La première de Salomé a eu lieu à Paris en 1897, alors qu’Oscar Wilde était emprisonné à cause de son homosexualité.

Note d’intention

Il était important pour moi de continuer à explorer l’homosexualité à travers mes mises en scène, c’est pour cela que cette histoire a été située dans une ville proche du Sodome et Gomorrhe biblique. Ces deux villes sont connues pour avoir été détruites par le soufre et le feu, victimes de la colère divine car on y maltraitait les minorités. La luxure omniprésente contraste avec les croyances religieuses de l’époque, où l’on parle de monogamie, de refoulement du désir sexuel qui est considéré comme un pêché. On est alors témoins d’une lutte pour le pouvoir entre la religion et l’absence de mœurs.

Par l’ajout des satyres qui véhiculent une forte énergie homosexuelle tout au long de la pièce, et en situant l’action dans un environnement arabe, je souhaitais apporter une nouvelle dimension à l’histoire afin qu’elle se rapproche d’évènements actuels comme le traitement des homosexuels dans les pays arabes.

Le spectateur est inclus dans l’espace scénique que ce soit par son intégration dans le décor qui l’entoure, ou par le travail frontal sur le jeu des comédiens.
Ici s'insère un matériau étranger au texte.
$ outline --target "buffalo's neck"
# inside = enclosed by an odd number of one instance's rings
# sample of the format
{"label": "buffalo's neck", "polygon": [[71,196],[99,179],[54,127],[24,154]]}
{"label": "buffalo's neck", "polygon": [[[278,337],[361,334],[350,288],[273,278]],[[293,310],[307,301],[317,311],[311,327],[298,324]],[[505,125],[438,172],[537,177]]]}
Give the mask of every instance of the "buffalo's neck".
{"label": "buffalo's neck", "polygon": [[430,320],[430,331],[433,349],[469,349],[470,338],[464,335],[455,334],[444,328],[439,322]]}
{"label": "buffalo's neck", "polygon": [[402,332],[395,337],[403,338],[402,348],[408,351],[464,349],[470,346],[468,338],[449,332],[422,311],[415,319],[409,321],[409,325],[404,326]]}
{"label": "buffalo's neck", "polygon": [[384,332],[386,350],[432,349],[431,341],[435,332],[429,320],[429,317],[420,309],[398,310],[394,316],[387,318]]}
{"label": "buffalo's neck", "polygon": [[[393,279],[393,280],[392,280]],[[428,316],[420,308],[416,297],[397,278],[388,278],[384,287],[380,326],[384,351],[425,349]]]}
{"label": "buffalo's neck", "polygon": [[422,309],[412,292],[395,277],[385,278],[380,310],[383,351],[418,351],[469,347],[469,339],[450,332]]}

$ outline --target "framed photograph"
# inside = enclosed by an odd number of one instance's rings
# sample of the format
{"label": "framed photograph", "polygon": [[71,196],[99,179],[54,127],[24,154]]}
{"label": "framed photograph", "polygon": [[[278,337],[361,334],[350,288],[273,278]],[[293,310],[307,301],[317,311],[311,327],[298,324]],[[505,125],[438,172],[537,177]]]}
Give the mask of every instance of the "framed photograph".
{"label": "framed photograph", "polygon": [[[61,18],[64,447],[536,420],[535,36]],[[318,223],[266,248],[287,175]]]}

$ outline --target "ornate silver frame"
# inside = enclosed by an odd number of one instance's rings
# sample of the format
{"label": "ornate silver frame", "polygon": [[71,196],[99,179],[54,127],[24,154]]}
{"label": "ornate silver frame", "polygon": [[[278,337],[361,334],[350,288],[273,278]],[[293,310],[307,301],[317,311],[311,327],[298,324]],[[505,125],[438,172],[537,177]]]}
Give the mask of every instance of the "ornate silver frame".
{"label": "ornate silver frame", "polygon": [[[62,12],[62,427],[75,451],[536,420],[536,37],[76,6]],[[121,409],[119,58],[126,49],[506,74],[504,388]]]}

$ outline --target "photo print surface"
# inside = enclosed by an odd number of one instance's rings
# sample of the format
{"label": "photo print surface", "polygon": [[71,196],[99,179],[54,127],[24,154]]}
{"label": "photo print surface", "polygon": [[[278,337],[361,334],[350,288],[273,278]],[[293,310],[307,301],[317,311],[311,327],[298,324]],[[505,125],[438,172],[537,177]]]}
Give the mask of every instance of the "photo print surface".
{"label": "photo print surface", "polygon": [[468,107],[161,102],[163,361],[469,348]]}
Il devient invité de la fête qui se déroule en arrière-plan et ainsi entre dans l’environnement des personnages.

Le metteur en scène, Hazem El Awadly

« Vous qui êtes la plus belle de toutes les filles de Judée »

« Dieu est dans le mal comme dans le bien. »

« Qui est-ce ? »

« Pourquoi ne m’as-tu pas aimée ? »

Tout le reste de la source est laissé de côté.